“A sociedade do cansaço” é o nome de um ensaio do filósofo sul-coreano Byung-Chul Han sobre uma enfermidade que está acometendo a sociedade. Segundo os conceitos de Han, o cansaço é uma resposta do corpo para o excesso de positividade e cobrança que a sociedade impõe. Han reflete, em sua obra, sobre a violência da positividade, que é mais uma das articulações da sociedade do cansaço para produzir pessoas mecanizadas e centradas no que é essencial para um sistema capitalista: a busca pelo lucro. A cobrança pelo desempenho atinge as inseguranças dos indivíduos ao tentar trazer propósitos exagerados para o sucesso no trabalho.
Letícia Chagas, mestre em Psicologia pela Universidade Federal de Santa Maria (UFSM), foi uma das responsáveis por ministrar uma palestra no início de 2022, organizada pela Coordenadoria de Ações Educacionais (CAED) da UFSM, com o título “Sociedade do cansaço: crise e esgotamento”. De acordo com a psicóloga, as pessoas estão condicionadas à busca pelo sucesso, seja qual for o custo. Para ela, vivemos em uma sociedade que faz crer que impor limites é um retrocesso e que as pessoas são capazes de alcançar tudo e que, para isso, só basta esforço.

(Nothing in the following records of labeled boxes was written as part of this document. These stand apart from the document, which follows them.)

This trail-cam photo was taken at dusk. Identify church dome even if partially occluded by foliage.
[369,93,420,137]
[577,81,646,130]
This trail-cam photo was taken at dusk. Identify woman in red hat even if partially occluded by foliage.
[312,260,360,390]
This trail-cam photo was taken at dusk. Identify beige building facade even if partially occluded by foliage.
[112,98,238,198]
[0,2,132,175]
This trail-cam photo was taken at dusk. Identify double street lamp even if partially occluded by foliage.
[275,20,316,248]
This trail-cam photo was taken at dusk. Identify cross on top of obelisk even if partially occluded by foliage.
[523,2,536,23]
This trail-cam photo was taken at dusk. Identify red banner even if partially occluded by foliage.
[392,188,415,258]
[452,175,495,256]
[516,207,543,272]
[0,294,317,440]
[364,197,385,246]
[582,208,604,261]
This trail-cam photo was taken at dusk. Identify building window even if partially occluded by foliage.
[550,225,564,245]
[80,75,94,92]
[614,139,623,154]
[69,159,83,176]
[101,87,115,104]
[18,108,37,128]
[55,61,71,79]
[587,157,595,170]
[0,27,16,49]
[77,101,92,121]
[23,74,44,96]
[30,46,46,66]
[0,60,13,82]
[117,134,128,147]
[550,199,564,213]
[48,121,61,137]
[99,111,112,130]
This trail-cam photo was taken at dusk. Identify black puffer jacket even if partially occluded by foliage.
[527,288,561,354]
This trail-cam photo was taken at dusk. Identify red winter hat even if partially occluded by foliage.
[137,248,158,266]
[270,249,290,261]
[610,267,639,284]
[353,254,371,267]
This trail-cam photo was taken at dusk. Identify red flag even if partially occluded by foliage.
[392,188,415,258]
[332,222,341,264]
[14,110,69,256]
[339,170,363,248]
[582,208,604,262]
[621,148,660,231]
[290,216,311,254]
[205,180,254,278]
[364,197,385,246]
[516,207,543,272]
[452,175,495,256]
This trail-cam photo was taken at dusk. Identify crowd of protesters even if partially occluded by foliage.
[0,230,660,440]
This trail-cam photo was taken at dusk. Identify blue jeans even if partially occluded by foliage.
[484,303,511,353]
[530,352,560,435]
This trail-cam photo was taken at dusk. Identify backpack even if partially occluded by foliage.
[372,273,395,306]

Letícia ainda explica que é natural que uma sociedade que pensa em produzir, comparar e vencer o tempo todo tenha sintomas do cansaço escancarados entre seus indivíduos. As consequências dessa nova dinâmica são percebidas no íntimo das pessoas envolvidas. Confira mais das ideias da psicóloga sobre os desdobramentos desse fenômeno psicossocial na entrevista que ela concedeu para a Arco:
Arco: Com a eclosão da Covid-19, houve a migração da realidade de estudos, trabalho e relações para o mundo virtual. Como você avalia essa imersão no mundo digital causada pela pandemia da Covid-19?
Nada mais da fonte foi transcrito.